What’s the deal with data?

There is more data than ever at the disposal of market researchers, but not all data is created equally. What is data quality and what does it consist of? Is AI a blessing or a curse regarding data quality? And what is the difference between a lazy cheater and a smart cheater? All these questions were answered at the latest Marketing Café that CUBE hosted, together with BAM.


CUBE invited two speakers to come and talk about the latest trends in data and data quality: Wilko Rozema from Dynata (who stepped in for his colleague Stefan Boom) and Kantar’s Jon Puleston. Rozema started his presentation by highlighting the ambiguous role of AI in today’s research efforts. Not only can it help providing answers to people who like to fraud, it also helps to build people’s opinions. “Which is equally worrying because then it’s not the consumer’s opinion anymore”, Rozema says. “On the other hand, AI can also be an opportunity, because it can help us check the data quality in itself. So AI really is a double-edged sword.”

Another reason to look at data quality from a different viewpoint, is the abundance of surveys, coupled with the ever-shortening attention span of Generation Y and Z. “How can we expect them to fill in ten minute surveys without losing attention, when their reference are 30 second TikToks”, Rozema wonders. One way of dealing with this phenomenon has been to remove certain participants in the survey. “I have seen examples of customers that remove people simply because they don’t want to fill an open app. In the consumer’s opinion they participated very reliably. The one thing they did not do, was to fill in the open apps. And after 10 or 15 minutes, they find out they will not earn their incentive. I highly doubt they will ever participate again, which is detrimental for the sustainability of our industry because the demand for participants is ever increasing.”

Translated text

At some point automation comes into play, argues Rozema. And that means more than checking for straightlining or speeding. “Are we really deleting the ones that are fraudulent or bad actors?  Or are we deleting people that just made a few mistakes? And if you remove everyone that just made a mistake, you will have not a lot of respondents left to include in your sample.  And that can create an intended bias in our opinion.”

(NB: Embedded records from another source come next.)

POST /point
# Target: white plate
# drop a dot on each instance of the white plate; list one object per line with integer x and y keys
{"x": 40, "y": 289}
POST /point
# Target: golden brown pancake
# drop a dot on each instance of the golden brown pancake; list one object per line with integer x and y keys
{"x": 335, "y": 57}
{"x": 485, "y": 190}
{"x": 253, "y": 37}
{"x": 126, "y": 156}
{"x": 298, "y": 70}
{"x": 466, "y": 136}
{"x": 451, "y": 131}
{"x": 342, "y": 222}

There are already several tools that check surveys for, for instance, the copy-pasting of (translated) text from the internet, which is indicating the use of AI and for acceleration checks. Rozema showed a couple of examples that demonstrate that these tools are getting better at finding cheaters than humans. The “score” they give to people taking surveys is therefore a far better way to enhance the quality of the surveys than the “gut feeling” that most clients use.

Professional respondents

“We have now so much data on respondents that we can categorize them in four different groups: Lazy Cheaters, Smart Cheaters, Unengaged Real People and Perfect People. Lazy cheaters are easy to spot manually, with a lot of straight lining and open ends. Smart Cheaters are the worst, because they are much harder to spot. These are the automated scripts and the click farms. They are a real risk to your outcome.”

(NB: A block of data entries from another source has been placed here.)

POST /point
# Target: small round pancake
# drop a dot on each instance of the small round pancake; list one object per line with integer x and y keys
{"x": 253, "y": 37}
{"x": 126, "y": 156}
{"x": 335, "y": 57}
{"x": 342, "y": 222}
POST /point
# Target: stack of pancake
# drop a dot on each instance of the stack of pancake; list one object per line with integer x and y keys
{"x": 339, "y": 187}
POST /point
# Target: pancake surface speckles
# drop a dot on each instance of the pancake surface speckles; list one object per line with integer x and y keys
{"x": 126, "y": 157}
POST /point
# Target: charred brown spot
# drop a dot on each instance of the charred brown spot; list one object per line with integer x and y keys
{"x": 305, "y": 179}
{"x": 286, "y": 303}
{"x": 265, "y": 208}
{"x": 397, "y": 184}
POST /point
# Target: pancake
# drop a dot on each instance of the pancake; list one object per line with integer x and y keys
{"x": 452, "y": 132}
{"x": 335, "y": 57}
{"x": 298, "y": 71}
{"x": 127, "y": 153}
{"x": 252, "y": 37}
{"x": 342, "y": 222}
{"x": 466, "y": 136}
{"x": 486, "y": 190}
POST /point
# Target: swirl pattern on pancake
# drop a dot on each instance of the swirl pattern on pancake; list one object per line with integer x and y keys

Unengaged Real People are the ones that should not have filled in the survey, Rozema explains. They come in different flavors (from slightly to very unengaged) and although the scoring tools often label them as “borderline”, sometimes it is a good idea to keep some of their answers. Perfect People are the rarest of the bunch. They form just a small part of any single panel and are sometimes called “professional respondents”. Rozema: “Nowadays it looks like everybody wants to keep them in their survey, because they give such good answers. But let’s take them out. Because they are biase, by the very fact that they give a perfect answer everywhere.”

Happiness is an air fryer

After Rozema, it was time for Jon Puleston to take the stage and talk about his experiences in research. Puleston was once part of the famous “Good Judgement Project”, essentially a prediction tournament organized by the American academic Philip Tetlock. “It taught me a lot about techniques to predict things. The first one was to look at thing from all possible angles: unpack problems in multiple dimensions and see if there are consistent answers that are reliable.”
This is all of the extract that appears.